We had our party on the 25th, 
4 days set up, one day tear down... 
and then took it all home to set it back up at the house.


















If you want to see some more, 
I posted some pictures from the party on my blog: 
http://aranamuerta.com/2008/10/30/halloween-party-set-up-2008


----------



## darryl (Mar 23, 2006)

Now that's the party i would have liked to have been DJing at. Looks incredible as does the yard display. Simply amazing.


----------



## Ghoul Friday (Oct 6, 2007)

Was the party in a hall? It's one thing to set up at the house, another to have to take everything to another location for set up (and tear down)!. Looks like you used the space really well! I bet people had a blast.


----------



## Spooky1 (Aug 25, 2008)

That looks great. Dang my invite must have gotten lost in the mail.


----------



## DeadSpider (Feb 3, 2006)

Spooky1 said:


> That looks great. Dang my invite must have gotten lost in the mail.
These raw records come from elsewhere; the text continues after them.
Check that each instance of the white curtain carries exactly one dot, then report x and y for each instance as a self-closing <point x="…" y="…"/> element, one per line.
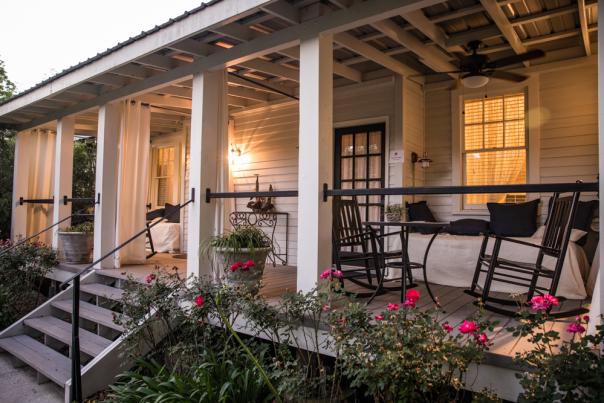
<point x="39" y="146"/>
<point x="135" y="136"/>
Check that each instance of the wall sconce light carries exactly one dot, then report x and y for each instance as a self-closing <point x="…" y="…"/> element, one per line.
<point x="424" y="160"/>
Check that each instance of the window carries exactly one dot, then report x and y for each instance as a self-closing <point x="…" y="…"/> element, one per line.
<point x="494" y="150"/>
<point x="165" y="180"/>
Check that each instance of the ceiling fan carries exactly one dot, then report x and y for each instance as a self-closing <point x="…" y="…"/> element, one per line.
<point x="476" y="69"/>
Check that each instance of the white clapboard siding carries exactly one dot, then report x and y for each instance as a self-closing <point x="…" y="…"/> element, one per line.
<point x="568" y="133"/>
<point x="268" y="140"/>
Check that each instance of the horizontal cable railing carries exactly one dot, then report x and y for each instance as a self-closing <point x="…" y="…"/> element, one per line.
<point x="76" y="371"/>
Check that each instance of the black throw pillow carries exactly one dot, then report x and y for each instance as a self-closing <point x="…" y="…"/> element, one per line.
<point x="152" y="215"/>
<point x="584" y="215"/>
<point x="468" y="226"/>
<point x="513" y="219"/>
<point x="172" y="214"/>
<point x="419" y="212"/>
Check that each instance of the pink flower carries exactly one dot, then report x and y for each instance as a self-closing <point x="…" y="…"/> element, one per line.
<point x="247" y="265"/>
<point x="235" y="266"/>
<point x="482" y="339"/>
<point x="409" y="303"/>
<point x="575" y="327"/>
<point x="412" y="295"/>
<point x="326" y="274"/>
<point x="468" y="327"/>
<point x="392" y="307"/>
<point x="543" y="303"/>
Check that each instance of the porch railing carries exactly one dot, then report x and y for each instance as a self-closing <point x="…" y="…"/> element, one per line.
<point x="75" y="391"/>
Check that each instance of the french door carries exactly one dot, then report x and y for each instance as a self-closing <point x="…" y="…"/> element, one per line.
<point x="359" y="163"/>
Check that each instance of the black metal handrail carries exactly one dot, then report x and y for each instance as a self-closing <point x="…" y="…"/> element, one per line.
<point x="22" y="201"/>
<point x="437" y="190"/>
<point x="235" y="195"/>
<point x="76" y="372"/>
<point x="37" y="234"/>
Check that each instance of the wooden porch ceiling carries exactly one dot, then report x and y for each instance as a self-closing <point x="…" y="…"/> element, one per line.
<point x="413" y="43"/>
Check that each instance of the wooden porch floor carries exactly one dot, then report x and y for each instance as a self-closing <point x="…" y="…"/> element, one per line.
<point x="456" y="305"/>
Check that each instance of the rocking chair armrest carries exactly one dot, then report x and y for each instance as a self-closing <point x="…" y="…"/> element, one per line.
<point x="518" y="241"/>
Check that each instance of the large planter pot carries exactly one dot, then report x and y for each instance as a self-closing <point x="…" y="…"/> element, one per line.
<point x="77" y="246"/>
<point x="248" y="279"/>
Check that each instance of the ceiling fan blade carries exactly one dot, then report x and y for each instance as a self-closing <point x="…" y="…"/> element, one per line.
<point x="507" y="75"/>
<point x="506" y="61"/>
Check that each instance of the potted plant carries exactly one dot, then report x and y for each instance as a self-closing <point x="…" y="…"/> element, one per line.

Yeah, geez spooky, I waited around all night for you to show up!


----------



## DeadSpider (Feb 3, 2006)

Ghoul Friday: It is done in a shop actually. A really big shop. We have enough room for displays, a food area, seating for 80-90 people and a dance floor and band area. However, we have to 'reshape' the shop to make it seem that way. Its a lot of work, but the looks on everyone's faces as they enter for the first time makes it so worth it.


----------



## Lauriebeast (Feb 27, 2007)

Hey DS, those folks must have gone nuts when they saw all your beautiful work....I sure would have.


----------



## heresjohnny (Feb 15, 2006)

Wow, I mean Wow. I would have spent the whole party checking out the props, screw the dancing!


----------



## RoxyBlue (Oct 6, 2008)

heresjohnny said:


> Wow, I mean Wow. I would have spent the whole party checking out the props, screw the dancing!


I'm with you on that, HJ. The details are amazing.


----------



## pyro (Oct 7, 2006)

wow nice


----------



## HalloweenZombie (Jul 22, 2007)

That is pure talent. I wish I could paint like you. You really bring your pieces to life.


----------



## Scary Godmother (Oct 13, 2007)

Awesome set up, very impressive. Your props are so life-like!


----------



## beelce (Jul 21, 2007)

DS...You have a great eye for detail and drama...hats off to such a young master...please make more


----------



## DeadSpider (Feb 3, 2006)

Thanks so much everyone 
And Beelce please call me YOUNG any time ya want! haha


----------



## Lilly (Jun 13, 2006)

Great pics 
great props
sounds like a great party
everybody send DS your props you want painted LOL


----------



## DeadSpider (Feb 3, 2006)

thanks Lilly.

haha 
will paint for coffee


----------